Durante seu governo, Lenin buscou efetivar os três pilares apontados nas Teses de Abril — "Paz, Terra e Pão". Assinou o Tratado de Brest-Litovski com as Potências Centrais, retirando a Rússia da Primeira Guerra Mundial. Em seguida, determinou o confisco dos grandes latifúndios e a redistribuição da terra entre os camponeses, além de estabelecer as campanhas contra os Kulaks (grandes proprietários de terra) e a formação dos Comitês de Camponeses Pobres. Lenin também conduziu uma série de reformas sociais bastante avançadas, expandindo os direitos civis e serviços públicos em uma escala sem precedentes. O novo governo determinou a separação entre igreja e Estado, estabeleceu a igualdade formal entre homens e mulheres, eliminou as restrições ao divórcio, legalizou o aborto e criou uma política de emancipação feminina. A carga horária dos trabalhadores foi limitada a oito horas diárias e foram criadas as férias anuais remuneradas. O governo soviético criou o primeiro sistema universal de saúde e estabeleceu a universalização dos direitos à educação, moradia e alimentação.

Lenin também nacionalizou bancos, ferrovias, empresas de transporte, indústrias têxteis e os setores de metalurgia e mineração. Após 1920, iniciou-se a nacionalização em larga escala e a instituição do controle operário sobre as empresas. Ao lado de Trotsky, Lenin fundou o Exército Vermelho, responsável por derrotar as tropas estrangeiras e os contrarrevolucionários do Exército Branco durante a Guerra Civil Russa. Diante das dificuldades econômicas e das ameaças contrarrevolucionárias, Lenin adotou a estratégia do "comunismo de guerra", direcionando as forças produtivas para o esforço bélico, e instituiu a "Nova Política Econômica" (NEP), que marcou um retorno parcial à economia de mercado, visando ampliar a capacidade produtiva do Estado russo.
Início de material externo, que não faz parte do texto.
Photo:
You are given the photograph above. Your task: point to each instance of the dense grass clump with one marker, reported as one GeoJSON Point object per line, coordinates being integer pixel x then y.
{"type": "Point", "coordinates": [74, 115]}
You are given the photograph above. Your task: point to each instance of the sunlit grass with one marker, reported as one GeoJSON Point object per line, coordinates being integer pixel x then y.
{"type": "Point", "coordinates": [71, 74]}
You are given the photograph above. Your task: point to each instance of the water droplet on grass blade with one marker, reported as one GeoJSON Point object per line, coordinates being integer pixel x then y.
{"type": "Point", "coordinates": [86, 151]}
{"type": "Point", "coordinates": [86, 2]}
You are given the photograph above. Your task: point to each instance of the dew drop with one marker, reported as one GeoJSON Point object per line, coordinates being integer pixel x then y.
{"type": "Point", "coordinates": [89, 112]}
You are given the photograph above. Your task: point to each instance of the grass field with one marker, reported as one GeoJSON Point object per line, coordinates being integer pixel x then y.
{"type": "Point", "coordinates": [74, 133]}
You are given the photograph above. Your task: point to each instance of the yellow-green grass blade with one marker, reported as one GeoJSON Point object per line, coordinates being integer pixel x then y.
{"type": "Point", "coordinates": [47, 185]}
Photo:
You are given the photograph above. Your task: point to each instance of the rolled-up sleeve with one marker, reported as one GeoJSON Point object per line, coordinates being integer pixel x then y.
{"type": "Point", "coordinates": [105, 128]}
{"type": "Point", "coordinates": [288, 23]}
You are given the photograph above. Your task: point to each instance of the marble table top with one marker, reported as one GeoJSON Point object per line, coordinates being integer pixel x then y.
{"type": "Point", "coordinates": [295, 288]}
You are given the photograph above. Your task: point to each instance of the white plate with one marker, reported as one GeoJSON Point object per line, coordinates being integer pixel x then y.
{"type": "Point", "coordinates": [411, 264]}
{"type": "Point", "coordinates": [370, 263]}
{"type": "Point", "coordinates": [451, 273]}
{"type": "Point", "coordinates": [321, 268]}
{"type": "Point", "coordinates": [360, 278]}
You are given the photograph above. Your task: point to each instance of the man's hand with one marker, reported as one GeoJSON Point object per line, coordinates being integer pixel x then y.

No âmbito da política externa, Lenin organizou a Internacional Comunista, objetivando promover a revolução socialista em escala global, fomentar a radicalização do movimento operário e promover o questionamento sobre os sistemas políticos dos Estados burgueses. Paralelamente, deu seguimento à sua produção intelectual, publicando "A Revolução Proletária e o Renegado Kautsky" (alertando contra a colaboração de classes) e "Esquerdismo, Doença Infantil do Comunismo" (denunciando os desvios ideológicos da esquerda europeia).

Em 1922, criou a União Soviética, unificando a Rússia e os recém fundados regimes socialistas dos países vizinhos, como Ucrânia, Bielorrússia e Transcaucásia. Nesse mesmo ano, sofreu um acidente vascular cerebral que o deixou com graves sequelas. Lenin sofreria outros dois derrames nos meses seguintes, ficando com saúde muito debilitada. Faleceu em 21 de janeiro de 1924, aos 53 anos de idade, após ser atacado por uma crise de hemiplegia. Seu corpo foi embalsamado e permanece exposto desde então no Mausoléu da Praça Vermelha, em Moscou. Em sua homenagem, a cidade de São Petersburgo foi rebatizada como Leningrado.